The XX Factor

Amy Heckerling and Alicia Silverstone Reunite for Vamps. Can It Live Up to Clueless?

Heckerling in April.

Photo by Stephen Lovekin/Getty Images

Film fanatics may yearn for the rare Paul Thomas Anderson, Terrence Malick, or Whit Stillman movie. But my director-to-pine-for has long been Amy Heckerling. Though she’s dabbled in silly fare, making European Vacation under the National Lampoon banner, and directing both Look Who’s Talking and Look Who’s Talking Too, Heckerling is justly famous for helming two of the best movies every made about young women on the verge of adulthood: Fast Times at Ridgemont High and Jane Austen-with-a-computerized-closet masterpiece Clueless. Both movies treated young adult way stations—like loss of virginity, or even getting dressed in the morning—as if they were seismic events. Heckerling recognized that in frivolity laid the road to maturity for her characters, and her movies.
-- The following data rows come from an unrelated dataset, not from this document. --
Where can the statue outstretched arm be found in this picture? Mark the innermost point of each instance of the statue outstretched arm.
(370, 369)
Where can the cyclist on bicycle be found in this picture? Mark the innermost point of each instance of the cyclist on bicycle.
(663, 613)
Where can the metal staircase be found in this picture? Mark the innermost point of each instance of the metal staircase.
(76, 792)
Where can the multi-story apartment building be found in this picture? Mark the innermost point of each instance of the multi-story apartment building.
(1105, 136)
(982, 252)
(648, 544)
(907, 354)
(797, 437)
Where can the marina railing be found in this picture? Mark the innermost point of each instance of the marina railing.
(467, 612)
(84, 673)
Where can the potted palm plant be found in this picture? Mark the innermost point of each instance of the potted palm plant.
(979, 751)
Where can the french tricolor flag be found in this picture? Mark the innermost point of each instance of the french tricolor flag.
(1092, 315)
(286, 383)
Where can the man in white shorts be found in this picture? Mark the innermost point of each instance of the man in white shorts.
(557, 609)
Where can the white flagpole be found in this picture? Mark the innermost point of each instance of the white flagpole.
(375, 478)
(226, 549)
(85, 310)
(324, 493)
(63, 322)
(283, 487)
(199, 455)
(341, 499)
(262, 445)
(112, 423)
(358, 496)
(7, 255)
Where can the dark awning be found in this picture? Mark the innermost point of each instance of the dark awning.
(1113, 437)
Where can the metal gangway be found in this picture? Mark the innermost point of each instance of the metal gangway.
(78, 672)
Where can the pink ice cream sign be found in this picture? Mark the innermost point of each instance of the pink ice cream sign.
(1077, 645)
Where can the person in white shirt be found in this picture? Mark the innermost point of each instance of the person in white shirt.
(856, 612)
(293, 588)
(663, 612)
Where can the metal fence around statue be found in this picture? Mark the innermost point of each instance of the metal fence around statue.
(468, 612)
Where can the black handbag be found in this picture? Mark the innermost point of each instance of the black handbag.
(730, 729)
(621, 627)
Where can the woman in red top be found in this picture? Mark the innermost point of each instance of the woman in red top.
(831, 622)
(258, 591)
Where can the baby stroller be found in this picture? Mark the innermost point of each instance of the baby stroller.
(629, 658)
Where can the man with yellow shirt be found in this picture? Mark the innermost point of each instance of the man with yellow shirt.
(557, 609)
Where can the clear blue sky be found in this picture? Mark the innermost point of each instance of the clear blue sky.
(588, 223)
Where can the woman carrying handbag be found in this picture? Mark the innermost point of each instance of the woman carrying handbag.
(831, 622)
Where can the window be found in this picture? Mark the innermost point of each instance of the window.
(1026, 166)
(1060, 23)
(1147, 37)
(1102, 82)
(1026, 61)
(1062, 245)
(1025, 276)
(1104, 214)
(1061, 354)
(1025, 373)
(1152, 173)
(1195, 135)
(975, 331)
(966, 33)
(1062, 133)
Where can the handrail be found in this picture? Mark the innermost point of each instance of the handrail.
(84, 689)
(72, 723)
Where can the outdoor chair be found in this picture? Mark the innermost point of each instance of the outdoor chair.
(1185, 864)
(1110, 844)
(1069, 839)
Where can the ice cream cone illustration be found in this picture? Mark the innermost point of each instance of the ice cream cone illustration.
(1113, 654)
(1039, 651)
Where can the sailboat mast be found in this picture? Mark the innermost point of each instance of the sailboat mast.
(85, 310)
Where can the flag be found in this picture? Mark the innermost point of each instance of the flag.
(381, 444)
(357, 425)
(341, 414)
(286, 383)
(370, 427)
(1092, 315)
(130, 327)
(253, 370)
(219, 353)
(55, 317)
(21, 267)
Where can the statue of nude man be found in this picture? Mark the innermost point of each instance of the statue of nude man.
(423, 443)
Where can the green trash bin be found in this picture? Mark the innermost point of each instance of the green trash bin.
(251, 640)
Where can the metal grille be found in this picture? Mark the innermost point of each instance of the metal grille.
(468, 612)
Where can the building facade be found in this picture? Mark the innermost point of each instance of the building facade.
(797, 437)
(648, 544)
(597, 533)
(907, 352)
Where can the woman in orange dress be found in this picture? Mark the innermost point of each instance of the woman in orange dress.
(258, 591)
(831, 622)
Which is why I’m so excited for this fall’s Vamps, Heckerling’s riff on the current vampire craze, which reunites her with Clueless force Alicia Silverstone, who stars with Krysten Ritter as a pair of vampire besties who are starting to get sick of New York’s singles scene:

Vampires have been benign as lambs in Twilight, power-mad in True Blood, and stricken by true love in The Vampire Diaries. But they’ve rarely been as silly as they look to be in Vamps, whether it’s Justin Kirk complaining about the Time Warner cable guys who just show up without regard for how sunlight will affect the vampires who need cable, too; Silverstone complaining about having coffin hair; or Dan Stevens, fresh off playing a noble in Downton Abbey, as a clueless Van Helsing in denial about the identity of his new girlfriend. In other hands, I might be skeptical about the light tone—who is going to finally come along and restore vampires to their true scariness? But Heckerling’s always been brilliant at recognizing that girls, dead or alive, just want to have fun— and that the best way to grow can be to learn from everything that comes out the universal silliness of youth.